As for Colonel Gadaafi-Bono's sopeech, what a corker! Who killed JFK, Swine Flu an example of biological warfare...did Dan Brown write it?
Friday
And now, to more important things: Peter Andre, sometime pop star (for about three minutes or less) and erstwhile partner of forward-biased glamour novelist Jordan, has been mobbed during a series of appearances at...supermarkets. It's wonderful to see someone begin the long road back to true stardom. Reduced to signing albums at branches of ASDA, the coverage of his break up with Katie Jordan-Price has fuelled what appears to be mass public interest. Four thousand turned up in Bolton to swoon, including one lass who had been in hospital with pneumonia for six weeks, but queued for six hours as inmmediatel tcured, six times over! This is sinister, as you can see from the appearance of the number 666! What's that tattooed on Peter's forehead?

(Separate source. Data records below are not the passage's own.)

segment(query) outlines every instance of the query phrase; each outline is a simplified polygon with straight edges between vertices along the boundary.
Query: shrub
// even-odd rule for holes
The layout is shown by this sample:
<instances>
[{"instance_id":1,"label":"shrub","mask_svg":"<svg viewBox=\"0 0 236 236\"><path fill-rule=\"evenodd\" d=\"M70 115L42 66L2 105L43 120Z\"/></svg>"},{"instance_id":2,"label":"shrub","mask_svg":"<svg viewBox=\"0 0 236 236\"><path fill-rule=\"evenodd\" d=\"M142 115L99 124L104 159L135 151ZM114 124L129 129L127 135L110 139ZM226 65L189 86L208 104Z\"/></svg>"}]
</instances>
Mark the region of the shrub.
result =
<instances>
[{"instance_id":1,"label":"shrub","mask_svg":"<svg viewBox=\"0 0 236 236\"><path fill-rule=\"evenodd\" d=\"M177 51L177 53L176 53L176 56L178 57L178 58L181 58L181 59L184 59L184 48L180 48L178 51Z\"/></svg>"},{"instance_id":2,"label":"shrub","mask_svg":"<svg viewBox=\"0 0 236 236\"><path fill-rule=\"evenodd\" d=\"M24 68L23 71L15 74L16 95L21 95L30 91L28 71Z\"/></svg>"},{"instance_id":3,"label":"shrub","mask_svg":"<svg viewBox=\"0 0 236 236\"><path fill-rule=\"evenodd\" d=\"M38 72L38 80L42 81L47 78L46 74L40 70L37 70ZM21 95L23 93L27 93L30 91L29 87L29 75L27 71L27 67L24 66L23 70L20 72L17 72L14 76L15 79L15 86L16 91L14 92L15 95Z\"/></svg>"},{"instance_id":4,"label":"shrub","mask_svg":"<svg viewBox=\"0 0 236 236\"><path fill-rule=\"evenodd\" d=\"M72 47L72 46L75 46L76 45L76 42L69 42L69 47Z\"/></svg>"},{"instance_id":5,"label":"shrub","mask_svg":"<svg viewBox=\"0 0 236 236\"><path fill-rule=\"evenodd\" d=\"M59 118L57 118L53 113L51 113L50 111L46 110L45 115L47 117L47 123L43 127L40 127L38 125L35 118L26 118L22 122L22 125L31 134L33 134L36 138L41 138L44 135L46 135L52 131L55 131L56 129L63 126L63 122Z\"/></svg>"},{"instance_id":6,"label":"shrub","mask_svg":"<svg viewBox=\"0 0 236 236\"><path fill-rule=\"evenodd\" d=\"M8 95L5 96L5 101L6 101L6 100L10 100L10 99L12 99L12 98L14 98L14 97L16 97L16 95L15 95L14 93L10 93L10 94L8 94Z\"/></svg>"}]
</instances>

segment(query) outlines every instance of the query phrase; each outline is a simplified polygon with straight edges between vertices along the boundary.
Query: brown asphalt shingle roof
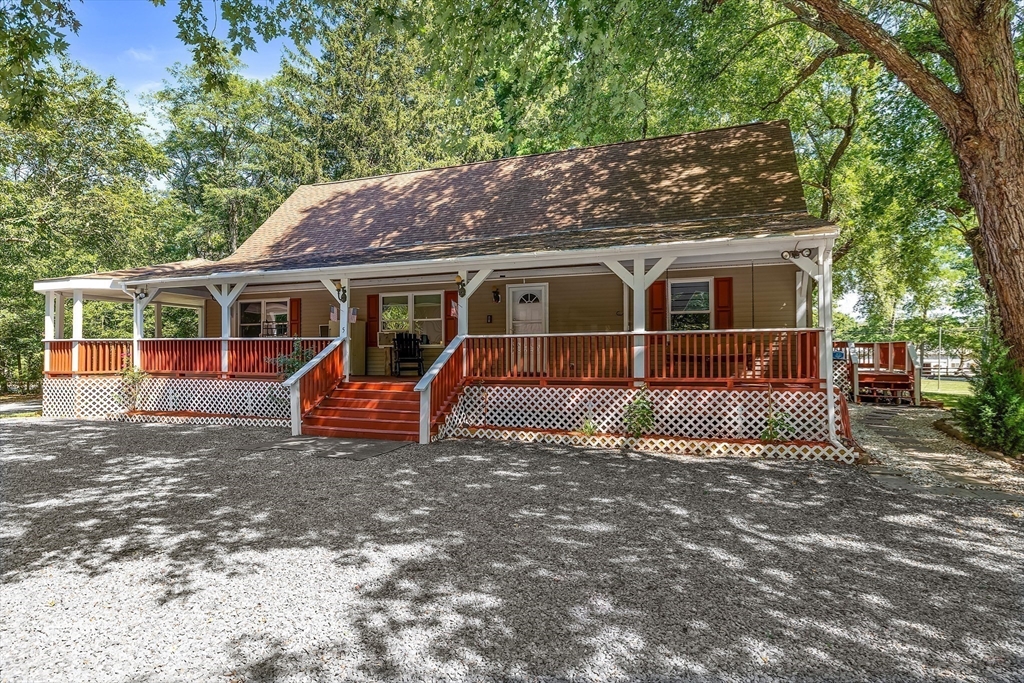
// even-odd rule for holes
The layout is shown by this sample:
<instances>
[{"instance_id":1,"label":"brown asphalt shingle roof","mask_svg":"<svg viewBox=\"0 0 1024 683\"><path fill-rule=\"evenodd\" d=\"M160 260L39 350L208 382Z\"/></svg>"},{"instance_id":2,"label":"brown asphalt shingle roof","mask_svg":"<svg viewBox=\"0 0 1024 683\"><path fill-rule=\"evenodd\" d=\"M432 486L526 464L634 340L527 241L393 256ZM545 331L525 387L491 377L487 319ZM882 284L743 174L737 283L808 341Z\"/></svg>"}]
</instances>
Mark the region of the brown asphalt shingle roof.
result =
<instances>
[{"instance_id":1,"label":"brown asphalt shingle roof","mask_svg":"<svg viewBox=\"0 0 1024 683\"><path fill-rule=\"evenodd\" d=\"M302 186L235 253L173 275L752 237L827 225L807 214L789 125L774 121Z\"/></svg>"}]
</instances>

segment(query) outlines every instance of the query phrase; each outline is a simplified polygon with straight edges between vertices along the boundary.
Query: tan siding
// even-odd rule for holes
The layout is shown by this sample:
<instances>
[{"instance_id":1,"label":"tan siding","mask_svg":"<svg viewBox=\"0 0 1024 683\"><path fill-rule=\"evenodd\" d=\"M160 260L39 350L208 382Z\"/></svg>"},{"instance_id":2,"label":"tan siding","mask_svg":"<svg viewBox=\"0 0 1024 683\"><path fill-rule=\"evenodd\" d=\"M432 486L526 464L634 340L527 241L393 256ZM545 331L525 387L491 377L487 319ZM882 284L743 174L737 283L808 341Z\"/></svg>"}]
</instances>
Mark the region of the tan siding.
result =
<instances>
[{"instance_id":1,"label":"tan siding","mask_svg":"<svg viewBox=\"0 0 1024 683\"><path fill-rule=\"evenodd\" d=\"M736 328L796 326L796 266L671 270L664 277L669 280L731 277Z\"/></svg>"}]
</instances>

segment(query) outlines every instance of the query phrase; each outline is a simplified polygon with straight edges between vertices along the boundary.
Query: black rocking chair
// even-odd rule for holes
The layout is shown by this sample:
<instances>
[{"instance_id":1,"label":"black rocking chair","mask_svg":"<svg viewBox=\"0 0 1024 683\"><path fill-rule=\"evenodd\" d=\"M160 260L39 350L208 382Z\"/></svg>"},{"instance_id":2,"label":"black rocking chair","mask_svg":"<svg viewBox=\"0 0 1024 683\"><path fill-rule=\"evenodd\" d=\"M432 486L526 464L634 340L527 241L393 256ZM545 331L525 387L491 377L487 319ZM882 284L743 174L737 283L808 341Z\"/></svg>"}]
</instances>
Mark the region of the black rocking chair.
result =
<instances>
[{"instance_id":1,"label":"black rocking chair","mask_svg":"<svg viewBox=\"0 0 1024 683\"><path fill-rule=\"evenodd\" d=\"M413 365L416 372L423 376L423 349L420 340L408 332L399 332L391 346L391 374L399 377L402 369Z\"/></svg>"}]
</instances>

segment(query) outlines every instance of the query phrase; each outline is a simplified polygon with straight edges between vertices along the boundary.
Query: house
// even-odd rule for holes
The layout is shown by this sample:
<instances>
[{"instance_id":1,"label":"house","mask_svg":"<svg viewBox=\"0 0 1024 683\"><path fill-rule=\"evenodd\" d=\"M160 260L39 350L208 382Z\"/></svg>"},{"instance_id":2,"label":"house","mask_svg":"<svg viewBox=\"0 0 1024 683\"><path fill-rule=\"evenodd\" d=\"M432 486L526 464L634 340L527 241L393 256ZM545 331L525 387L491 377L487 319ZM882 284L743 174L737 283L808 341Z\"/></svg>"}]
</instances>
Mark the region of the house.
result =
<instances>
[{"instance_id":1,"label":"house","mask_svg":"<svg viewBox=\"0 0 1024 683\"><path fill-rule=\"evenodd\" d=\"M785 121L303 186L221 261L37 282L44 414L616 445L646 384L642 446L849 460L836 236ZM133 338L82 339L90 300L132 302ZM166 306L200 338L161 338ZM413 338L424 375L392 375ZM282 382L293 344L316 356Z\"/></svg>"}]
</instances>

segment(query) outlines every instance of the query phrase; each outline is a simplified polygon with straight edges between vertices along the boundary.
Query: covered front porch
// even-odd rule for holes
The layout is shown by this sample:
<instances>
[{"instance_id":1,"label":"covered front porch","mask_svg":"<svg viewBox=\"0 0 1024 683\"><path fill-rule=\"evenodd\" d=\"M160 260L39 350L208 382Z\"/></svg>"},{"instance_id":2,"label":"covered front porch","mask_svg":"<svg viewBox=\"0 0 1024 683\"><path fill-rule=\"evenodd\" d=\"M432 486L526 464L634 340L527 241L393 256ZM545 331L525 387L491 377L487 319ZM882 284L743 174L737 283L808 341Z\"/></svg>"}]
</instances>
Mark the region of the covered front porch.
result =
<instances>
[{"instance_id":1,"label":"covered front porch","mask_svg":"<svg viewBox=\"0 0 1024 683\"><path fill-rule=\"evenodd\" d=\"M663 418L650 439L753 446L784 412L790 443L844 448L828 244L744 242L399 264L388 276L361 266L41 283L51 389L99 395L85 387L106 379L114 396L125 367L144 373L148 387L131 405L51 399L44 411L290 424L337 436L359 433L354 422L363 420L374 435L390 424L422 442L591 432L610 444L626 438L621 413L646 384ZM82 338L82 307L100 296L131 303L131 339ZM74 302L70 339L58 338L64 297ZM812 303L818 327L809 325ZM147 335L147 307L167 305L195 307L201 337ZM403 372L392 362L397 335L415 339L424 374L404 371L416 382L415 410L404 397L401 409L381 413L376 402L390 397L367 387ZM299 361L298 370L282 358Z\"/></svg>"}]
</instances>

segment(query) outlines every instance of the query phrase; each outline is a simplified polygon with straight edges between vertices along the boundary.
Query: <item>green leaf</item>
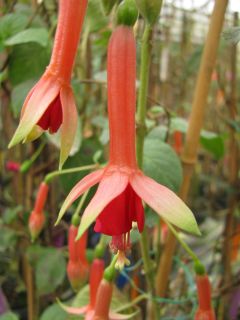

There's a great (and possibly apocryphal) tale about the hyper intellectual Peter, that he read somewhere about how good bananas were for you, and began a six-week banana-only diet. He allegedly managed only a few days before being rushed to hospital, suffering from potassium poisoning. But he's all right now. And doubtless preparing for the reconciliation duet single with Jordan which will be released, oh around Christmas, coupled with a joint guest appearance (possibly with weans) on either the X- Factor or Strictly Come Dancing.
Saturday
Vegetarian alert: risk of offence coming up! Hell's teeth, I hate hens. We have several of the filthy beasts, which are far better wrapped in polythene and chilled or frozen from the supermarket. Alive, they have feathers and defaecate absolutely everywhere. Only geese are worse, the filthiest birds in the universe. At least the French have worked out someyhing to do with their livers
Chickens are also very difficult to kill. I once shot a particularly vicious cockerel (the postman eventually refused to deliver to our house, as his trousers were being regularly ripped) seven times with a 12-bore, and it failed to expire. You could see through it in several places, but it was still running about and squawking in a belligerent, cocky fashion. And don't believe all that stuff about grabbing them and wringing their necks. During the summer, my son and his wife were visiting from Northern Ireland with their dog Cuillin, who is from Derry and was a trifle confrontational. Cuillin, no more than a puppy, pounced on a half-grown cockerel and took several lumps out of it. I gave the damaged bird's neck a severe twisting and chucked it over the sea wall to be eaten by passing bonxies, otters and other forms of nature, red in tooth and claw. A week later, with a somewhat extended neck, the bird was back. Now it's hale, hearty (if somewhat giraffe-like in appearance) and an Incredible Hulk among fowl. Cuillin, meanwhile, having had his genitals removed, is living a peaceful life in Tyrone.
In: Chas
Out: Dave
Shake it all about: The decision by Dave Peacock to stop touring with this long-term partner Chas Hodges means that the long-standing rock'n'roll urban myth has come sadly true: it goes like this. There's a notice outside a venue saying 'TONIGHT: Chas and Dave (not original Dave)'. Chas Hodges has announced that all outstanding dates will be played by Chas 'and his band'.